The term financial literacy refers to a variety of important financial skills and concepts. It is nothing but the ability to understand and effectively use various financial skills, including personal financial management, budgeting, and investing. It is the foundation of your relationship with money, and it is a lifelong journey of learning. The earlier you start, the better off you will be, because education is the key to success when it comes to money. Many people find money matters intimidating, but they don’t have to be, make your self Financially Literate to overcome this. Developing financial literacy to improve your personal finances involves learning and practicing a variety of skills related to budgeting, managing and paying off debts, and understanding credit and investment products.

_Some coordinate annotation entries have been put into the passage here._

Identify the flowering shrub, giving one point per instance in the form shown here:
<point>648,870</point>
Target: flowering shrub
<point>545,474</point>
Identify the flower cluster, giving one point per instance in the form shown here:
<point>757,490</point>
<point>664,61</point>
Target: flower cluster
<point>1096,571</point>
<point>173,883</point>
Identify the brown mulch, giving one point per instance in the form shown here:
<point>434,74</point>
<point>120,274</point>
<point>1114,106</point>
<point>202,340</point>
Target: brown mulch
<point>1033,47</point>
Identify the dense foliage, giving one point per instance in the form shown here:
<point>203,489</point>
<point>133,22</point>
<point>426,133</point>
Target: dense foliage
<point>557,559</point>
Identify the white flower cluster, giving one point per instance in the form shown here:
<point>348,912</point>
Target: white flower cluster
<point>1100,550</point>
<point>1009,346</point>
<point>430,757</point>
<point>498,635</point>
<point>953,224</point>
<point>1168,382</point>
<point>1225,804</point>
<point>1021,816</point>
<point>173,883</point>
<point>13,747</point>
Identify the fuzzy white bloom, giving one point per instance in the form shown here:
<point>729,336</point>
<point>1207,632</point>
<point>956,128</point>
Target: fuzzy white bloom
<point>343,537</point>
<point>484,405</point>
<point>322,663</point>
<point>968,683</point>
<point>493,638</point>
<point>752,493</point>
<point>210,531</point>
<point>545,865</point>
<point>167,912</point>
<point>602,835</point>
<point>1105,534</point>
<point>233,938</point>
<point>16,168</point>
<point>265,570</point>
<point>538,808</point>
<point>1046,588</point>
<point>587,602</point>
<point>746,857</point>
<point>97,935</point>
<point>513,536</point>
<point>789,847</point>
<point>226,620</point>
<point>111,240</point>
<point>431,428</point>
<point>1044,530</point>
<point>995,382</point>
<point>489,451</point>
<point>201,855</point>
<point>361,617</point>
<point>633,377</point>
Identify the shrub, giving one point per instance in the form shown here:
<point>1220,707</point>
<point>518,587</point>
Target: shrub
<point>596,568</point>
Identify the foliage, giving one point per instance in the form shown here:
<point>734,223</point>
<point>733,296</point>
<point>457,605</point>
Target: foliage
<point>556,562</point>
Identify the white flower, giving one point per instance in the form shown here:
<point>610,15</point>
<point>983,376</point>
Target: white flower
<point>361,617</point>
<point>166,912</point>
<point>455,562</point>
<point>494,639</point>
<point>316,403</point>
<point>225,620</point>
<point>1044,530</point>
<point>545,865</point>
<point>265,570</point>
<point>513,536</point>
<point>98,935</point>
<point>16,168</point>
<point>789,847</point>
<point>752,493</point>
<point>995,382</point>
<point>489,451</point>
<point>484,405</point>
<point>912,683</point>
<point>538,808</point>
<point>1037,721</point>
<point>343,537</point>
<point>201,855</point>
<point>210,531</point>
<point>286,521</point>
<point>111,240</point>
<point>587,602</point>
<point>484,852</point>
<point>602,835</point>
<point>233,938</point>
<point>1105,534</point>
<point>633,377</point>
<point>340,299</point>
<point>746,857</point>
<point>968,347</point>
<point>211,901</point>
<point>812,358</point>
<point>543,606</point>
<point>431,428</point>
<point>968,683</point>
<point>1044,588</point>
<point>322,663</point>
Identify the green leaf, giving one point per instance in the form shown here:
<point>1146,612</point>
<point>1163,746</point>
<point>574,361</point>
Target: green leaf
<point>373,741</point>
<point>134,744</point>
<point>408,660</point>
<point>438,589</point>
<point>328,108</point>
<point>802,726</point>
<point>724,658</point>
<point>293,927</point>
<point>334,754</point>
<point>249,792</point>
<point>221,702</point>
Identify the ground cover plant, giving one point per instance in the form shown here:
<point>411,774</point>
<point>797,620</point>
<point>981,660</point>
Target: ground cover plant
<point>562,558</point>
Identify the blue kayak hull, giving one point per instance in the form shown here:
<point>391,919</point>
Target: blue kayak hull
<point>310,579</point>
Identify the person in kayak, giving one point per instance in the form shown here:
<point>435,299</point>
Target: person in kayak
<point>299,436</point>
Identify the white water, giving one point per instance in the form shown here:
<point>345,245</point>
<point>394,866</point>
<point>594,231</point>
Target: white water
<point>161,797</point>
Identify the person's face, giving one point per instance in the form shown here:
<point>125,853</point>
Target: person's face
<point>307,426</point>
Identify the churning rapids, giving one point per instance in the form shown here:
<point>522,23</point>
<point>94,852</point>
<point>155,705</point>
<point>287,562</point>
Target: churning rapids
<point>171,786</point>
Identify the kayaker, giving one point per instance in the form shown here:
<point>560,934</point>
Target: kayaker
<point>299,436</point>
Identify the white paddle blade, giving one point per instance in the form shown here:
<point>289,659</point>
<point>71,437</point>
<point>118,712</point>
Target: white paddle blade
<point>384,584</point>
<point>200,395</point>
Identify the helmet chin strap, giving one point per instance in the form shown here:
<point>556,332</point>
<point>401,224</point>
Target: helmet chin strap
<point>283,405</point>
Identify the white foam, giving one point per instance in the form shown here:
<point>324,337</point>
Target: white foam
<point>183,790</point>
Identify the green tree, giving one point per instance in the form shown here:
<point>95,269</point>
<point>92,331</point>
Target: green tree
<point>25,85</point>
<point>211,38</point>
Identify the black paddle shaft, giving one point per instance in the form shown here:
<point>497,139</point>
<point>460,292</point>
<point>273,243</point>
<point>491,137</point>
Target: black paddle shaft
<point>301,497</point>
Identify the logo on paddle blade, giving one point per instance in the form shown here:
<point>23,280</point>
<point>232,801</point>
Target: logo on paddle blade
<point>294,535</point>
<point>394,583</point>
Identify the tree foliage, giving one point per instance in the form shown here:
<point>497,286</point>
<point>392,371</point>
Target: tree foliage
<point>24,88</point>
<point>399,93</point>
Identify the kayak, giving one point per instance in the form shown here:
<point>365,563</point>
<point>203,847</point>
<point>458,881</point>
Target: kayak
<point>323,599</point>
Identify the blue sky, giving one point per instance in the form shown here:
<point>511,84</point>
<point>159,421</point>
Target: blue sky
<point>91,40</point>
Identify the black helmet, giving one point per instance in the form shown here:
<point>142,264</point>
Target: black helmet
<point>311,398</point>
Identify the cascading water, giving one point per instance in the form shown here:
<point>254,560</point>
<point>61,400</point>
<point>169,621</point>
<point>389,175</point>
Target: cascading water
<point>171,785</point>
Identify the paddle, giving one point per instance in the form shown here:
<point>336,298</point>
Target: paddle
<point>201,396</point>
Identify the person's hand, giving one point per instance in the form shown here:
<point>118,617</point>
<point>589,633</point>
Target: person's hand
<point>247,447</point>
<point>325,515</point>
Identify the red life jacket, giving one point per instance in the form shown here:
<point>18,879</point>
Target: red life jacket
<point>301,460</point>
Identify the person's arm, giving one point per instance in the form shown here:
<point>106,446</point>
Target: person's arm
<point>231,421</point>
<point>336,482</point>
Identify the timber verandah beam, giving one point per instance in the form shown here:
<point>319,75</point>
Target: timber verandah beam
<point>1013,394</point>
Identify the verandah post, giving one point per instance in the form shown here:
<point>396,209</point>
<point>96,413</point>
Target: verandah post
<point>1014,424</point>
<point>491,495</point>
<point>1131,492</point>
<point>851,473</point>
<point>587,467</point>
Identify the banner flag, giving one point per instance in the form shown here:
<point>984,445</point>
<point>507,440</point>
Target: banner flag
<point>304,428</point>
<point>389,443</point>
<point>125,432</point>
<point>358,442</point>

People who are financially literate are generally less vulnerable to financial fraud, a type of crime that is becoming more commonplace—especially during the COVID-19 epidemic, which has caused customers to move online in high numbers.4
Being financially illiterate can lead to a number of pitfalls, such as being more likely to accumulate unsustainable debt burdens, either through poor spending decisions or a lack of long-term preparation. This in turn can lead to poor credit, bankruptcy, housing foreclosure, and other negative consequences. Thankfully, there are now more resources than ever for those wishing to educate themselves about the world of finance. SEBI and NISM have empanelled various organization to spread Financial Literacy thru webinars and seminars, our startup “The Fin Lit Project” is one of them
A strong foundation of financial literacy can help support various life goals, such as saving for education or retirement, using debt responsibly, and running a business. People who are financially literate are generally less vulnerable to financial fraud. Although there are many skills that might fall under the umbrella of financial literacy, popular examples include household budgeting, learning how to manage and pay off debts, and evaluating the tradeoffs between different credit and investment products. These skills often require at least a working knowledge of key financial concepts, such as compound interest and the time value of money. Given the importance of finance in modern society, lacking financial literacy can be very damaging to an individual’s long-term financial success.